Mayor Parrish has been heavily critical of the lack of funding. 

Last summer, following a meeting at Ford’s home, Parrish said she was optimistic the Premier was committed to addressing the lack of fair share funding for Mississauga. But when she met with his ministers at the Association of Municipalities of Ontario (AMO) conference later that summer, Parrish said her concerns “landed with a thud”, suggesting previous commitments to consider Mississauga’s funding inequity were eventually ignored. 

According to her motion being presented Wednesday, the municipal contribution “not to exceed” $390 million, is to be paid by January 1, 2033. To assist in covering the cost, council will implement an annual 1 percent hospital levy and issue debt to cover the remaining amount. 
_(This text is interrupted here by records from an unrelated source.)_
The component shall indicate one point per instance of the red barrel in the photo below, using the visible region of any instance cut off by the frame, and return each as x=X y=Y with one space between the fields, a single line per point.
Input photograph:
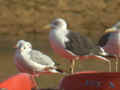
x=20 y=81
x=91 y=81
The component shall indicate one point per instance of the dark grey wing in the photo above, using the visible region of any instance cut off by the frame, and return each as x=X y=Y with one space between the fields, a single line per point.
x=104 y=39
x=78 y=44
x=41 y=58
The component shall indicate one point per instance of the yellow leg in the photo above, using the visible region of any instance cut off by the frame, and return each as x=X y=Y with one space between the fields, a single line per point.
x=72 y=66
x=110 y=66
x=116 y=64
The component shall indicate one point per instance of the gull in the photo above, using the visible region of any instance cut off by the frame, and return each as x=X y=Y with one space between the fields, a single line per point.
x=110 y=41
x=33 y=61
x=72 y=45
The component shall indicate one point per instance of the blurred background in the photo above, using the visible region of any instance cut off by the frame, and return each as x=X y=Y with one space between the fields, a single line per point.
x=25 y=19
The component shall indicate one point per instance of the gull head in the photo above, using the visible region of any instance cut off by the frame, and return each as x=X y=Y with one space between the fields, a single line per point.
x=19 y=43
x=117 y=26
x=25 y=47
x=58 y=23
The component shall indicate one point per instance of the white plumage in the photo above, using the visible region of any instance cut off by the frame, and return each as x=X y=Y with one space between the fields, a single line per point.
x=32 y=61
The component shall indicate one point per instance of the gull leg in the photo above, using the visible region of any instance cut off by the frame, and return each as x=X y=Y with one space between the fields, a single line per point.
x=110 y=66
x=74 y=63
x=116 y=64
x=72 y=66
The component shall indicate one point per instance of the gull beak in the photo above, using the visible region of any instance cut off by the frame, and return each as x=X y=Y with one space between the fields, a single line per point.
x=110 y=30
x=14 y=47
x=47 y=26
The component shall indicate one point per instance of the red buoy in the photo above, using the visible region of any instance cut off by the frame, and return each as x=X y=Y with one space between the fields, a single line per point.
x=91 y=81
x=22 y=81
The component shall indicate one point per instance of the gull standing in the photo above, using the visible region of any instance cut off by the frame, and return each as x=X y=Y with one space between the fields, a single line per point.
x=110 y=41
x=32 y=61
x=72 y=45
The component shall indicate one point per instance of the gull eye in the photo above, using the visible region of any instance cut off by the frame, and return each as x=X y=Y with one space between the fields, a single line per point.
x=24 y=48
x=56 y=23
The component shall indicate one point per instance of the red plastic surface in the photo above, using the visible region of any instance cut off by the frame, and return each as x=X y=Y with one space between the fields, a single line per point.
x=20 y=81
x=91 y=81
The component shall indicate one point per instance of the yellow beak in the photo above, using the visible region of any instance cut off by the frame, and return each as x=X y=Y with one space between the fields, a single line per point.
x=109 y=30
x=47 y=26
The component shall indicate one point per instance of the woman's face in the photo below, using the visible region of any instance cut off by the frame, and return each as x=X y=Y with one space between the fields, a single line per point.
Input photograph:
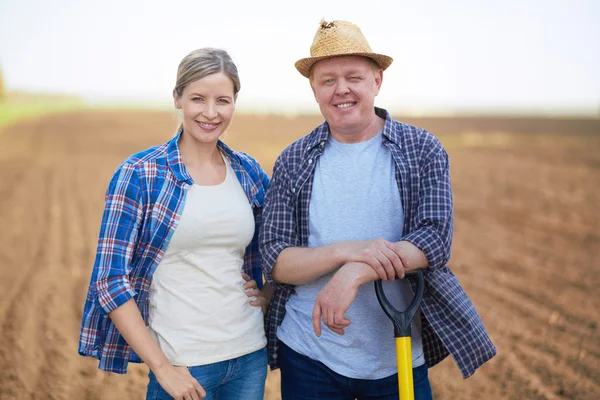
x=207 y=105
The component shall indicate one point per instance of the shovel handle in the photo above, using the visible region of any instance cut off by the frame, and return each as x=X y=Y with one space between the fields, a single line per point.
x=401 y=319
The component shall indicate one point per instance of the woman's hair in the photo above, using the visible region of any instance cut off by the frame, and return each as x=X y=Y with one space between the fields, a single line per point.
x=201 y=63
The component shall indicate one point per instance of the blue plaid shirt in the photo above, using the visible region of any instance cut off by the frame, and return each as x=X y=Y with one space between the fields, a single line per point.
x=144 y=202
x=450 y=323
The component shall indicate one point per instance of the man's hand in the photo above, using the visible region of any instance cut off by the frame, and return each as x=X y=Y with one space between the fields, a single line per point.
x=379 y=254
x=179 y=383
x=410 y=256
x=257 y=298
x=335 y=298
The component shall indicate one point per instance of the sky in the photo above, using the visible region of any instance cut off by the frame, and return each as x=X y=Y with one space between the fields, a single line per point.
x=511 y=56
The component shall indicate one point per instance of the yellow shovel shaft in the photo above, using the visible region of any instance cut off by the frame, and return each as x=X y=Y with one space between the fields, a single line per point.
x=404 y=357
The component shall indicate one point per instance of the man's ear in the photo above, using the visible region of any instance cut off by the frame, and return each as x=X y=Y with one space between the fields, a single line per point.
x=378 y=80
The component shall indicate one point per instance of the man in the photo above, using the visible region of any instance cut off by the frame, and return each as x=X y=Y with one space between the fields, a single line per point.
x=361 y=198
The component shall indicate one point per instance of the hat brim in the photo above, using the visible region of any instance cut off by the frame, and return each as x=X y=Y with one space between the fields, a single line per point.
x=304 y=65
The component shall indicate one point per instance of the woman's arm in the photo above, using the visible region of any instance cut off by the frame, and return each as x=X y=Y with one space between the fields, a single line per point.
x=177 y=381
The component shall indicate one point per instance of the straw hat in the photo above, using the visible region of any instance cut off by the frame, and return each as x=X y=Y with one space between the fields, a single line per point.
x=339 y=38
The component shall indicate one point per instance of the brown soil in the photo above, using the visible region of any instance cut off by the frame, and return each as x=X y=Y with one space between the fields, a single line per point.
x=526 y=249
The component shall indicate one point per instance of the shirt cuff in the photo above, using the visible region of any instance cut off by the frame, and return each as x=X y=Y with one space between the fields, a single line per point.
x=113 y=293
x=429 y=242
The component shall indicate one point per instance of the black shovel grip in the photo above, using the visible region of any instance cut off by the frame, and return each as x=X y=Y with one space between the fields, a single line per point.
x=401 y=319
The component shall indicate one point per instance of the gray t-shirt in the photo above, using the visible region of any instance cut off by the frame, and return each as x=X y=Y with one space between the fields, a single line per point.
x=355 y=196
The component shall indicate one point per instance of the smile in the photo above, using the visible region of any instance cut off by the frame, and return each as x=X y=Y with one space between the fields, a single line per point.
x=207 y=125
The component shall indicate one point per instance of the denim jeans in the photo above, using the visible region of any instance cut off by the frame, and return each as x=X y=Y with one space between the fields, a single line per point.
x=305 y=379
x=239 y=378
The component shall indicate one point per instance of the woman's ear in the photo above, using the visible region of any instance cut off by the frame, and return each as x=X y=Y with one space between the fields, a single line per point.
x=176 y=100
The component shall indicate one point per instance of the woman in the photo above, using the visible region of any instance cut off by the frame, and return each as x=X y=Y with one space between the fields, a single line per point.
x=176 y=281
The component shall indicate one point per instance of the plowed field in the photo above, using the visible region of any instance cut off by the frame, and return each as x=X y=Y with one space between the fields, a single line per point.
x=526 y=248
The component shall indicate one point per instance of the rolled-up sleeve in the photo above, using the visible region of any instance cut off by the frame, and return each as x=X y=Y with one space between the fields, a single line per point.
x=434 y=220
x=278 y=224
x=117 y=240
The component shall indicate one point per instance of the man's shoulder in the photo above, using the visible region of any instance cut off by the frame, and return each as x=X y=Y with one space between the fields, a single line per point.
x=411 y=136
x=299 y=147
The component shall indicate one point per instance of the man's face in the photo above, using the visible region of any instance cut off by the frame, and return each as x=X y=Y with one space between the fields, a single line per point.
x=345 y=88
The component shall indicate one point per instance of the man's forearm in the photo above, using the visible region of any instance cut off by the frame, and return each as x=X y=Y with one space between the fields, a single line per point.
x=301 y=265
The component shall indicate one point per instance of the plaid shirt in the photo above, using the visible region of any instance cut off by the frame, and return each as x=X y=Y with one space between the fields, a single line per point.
x=144 y=202
x=451 y=324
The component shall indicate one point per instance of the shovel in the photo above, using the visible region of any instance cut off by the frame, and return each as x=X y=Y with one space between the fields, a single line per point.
x=402 y=321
Under Parrish’s proposed motion, property tax payers could begin to pay for a portion of the $390 million through a levy as early as 2028.  

Parrish made it clear last year that in a high-inflation economy, and with other significant financial pressures at the municipal level, primarily an additional $200 million annually for policing approved by Peel regional council over two years, it was not the time to add hundreds of millions more for the new hospital. She had suggested negotiating for a lower amount, and now $60 million has been taken off the requested City Hall contribution, while taxpayers will not have to immediately start paying for the massive new hospital. 

The City’s provisional financial contribution, if approved by council on Wednesday, comes as the Mississauga Hospital redevelopment effort is facing many questions about its overall budget. 

A report by Ontario’s Auditor General revealed the estimated costs for the redevelopment are more than $4 billion higher than the approved budget. If cost savings are not found, the audit warned the hospital’s ability to offer the full range of services could be in jeopardy.

The total project cost has not been finalized, but the rebuild and maintenance through the period of the contract is now projected to cost more than $16 billion, exceeding the current Treasury Board-approved budget by more than $4 billion according to the latest estimates in October. 

Among several findings, the AG reported EllisDon, the construction company behind the expansion, has been reluctant to provide details about what is driving the alarming cost overruns, which have exceeded the Provincial treasury board’s approved budget threshold for the project by more than $2 billion (40 percent) for design and construction costs alone.

This is all before construction of the massive 22-storey hospital with more than 950 beds has even started.